Langsam kommen die internationalen Bewohner miteinander ins Gespräch, erfahren Lebensgeschichten. „Ich habe vorher eigentlich mit niemandem aus der Ukraine hier im Haus Kontakt gehabt, auch, weil ich ziemlich scheu bin“, bekennt Tolga, 28, der aus der Türkei kommt und an der Montanuniversität studiert. „Ich freue mich aber, dass die Familien hier sind, es ist nun mehr Leben im Heim“, sagt er und stellt sich Polina vor.

INFO

Dass im Studentenheim der Akademikerhilfe in Leoben seit Mitte März 20 ukrainische Familien Unterkunft finden, wurde durch gemeinsame Hilfestellung des Studentenunterstützungsvereins sowie AT&S – das Unternehmen mietete dort vor kurzem Kleinwohnungen für seine Mitarbeiter:innen an – ermöglicht. Finanziert werden Unterkunft und Alltagsdinge wie Bettwäsche oder Geschirr von AT&S.

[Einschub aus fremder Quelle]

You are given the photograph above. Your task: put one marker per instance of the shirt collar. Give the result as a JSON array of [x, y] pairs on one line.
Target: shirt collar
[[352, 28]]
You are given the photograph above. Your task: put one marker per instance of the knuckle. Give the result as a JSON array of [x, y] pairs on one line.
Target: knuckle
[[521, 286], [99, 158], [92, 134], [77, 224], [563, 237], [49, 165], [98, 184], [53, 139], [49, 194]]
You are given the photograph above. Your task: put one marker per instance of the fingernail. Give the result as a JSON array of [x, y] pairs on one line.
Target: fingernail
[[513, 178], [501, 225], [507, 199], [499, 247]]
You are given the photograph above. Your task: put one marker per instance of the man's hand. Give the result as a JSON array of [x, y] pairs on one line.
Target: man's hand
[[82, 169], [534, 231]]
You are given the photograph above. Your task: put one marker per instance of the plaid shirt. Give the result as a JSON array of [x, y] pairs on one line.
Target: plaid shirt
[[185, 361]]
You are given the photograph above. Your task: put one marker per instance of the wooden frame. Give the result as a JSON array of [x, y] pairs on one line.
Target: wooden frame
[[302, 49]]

„Wir sind sehr froh darüber, dass wir auf diese Weise die Möglichkeit haben, rasche Hilfe und einen Beitrag zur Völkerverständigung leisten können. Es ist eine positive Erfahrung für uns, dass die Studenten so unaufgeregt und mit großer Hilfsbereitschaft gemeinsam mit den Flüchtlingen zusammenleben“, sagt Bernhard Tschrepitsch, Generalsekretär des Studentenunterstützungsvereines Akademikerhilfe. Ursprünglich bis Herbst geplant, wurde der Vertrag für die Unterkünfte der ukrainischen Familien im Studentenheim verlängert, wie Tschrepitsch mitteilte.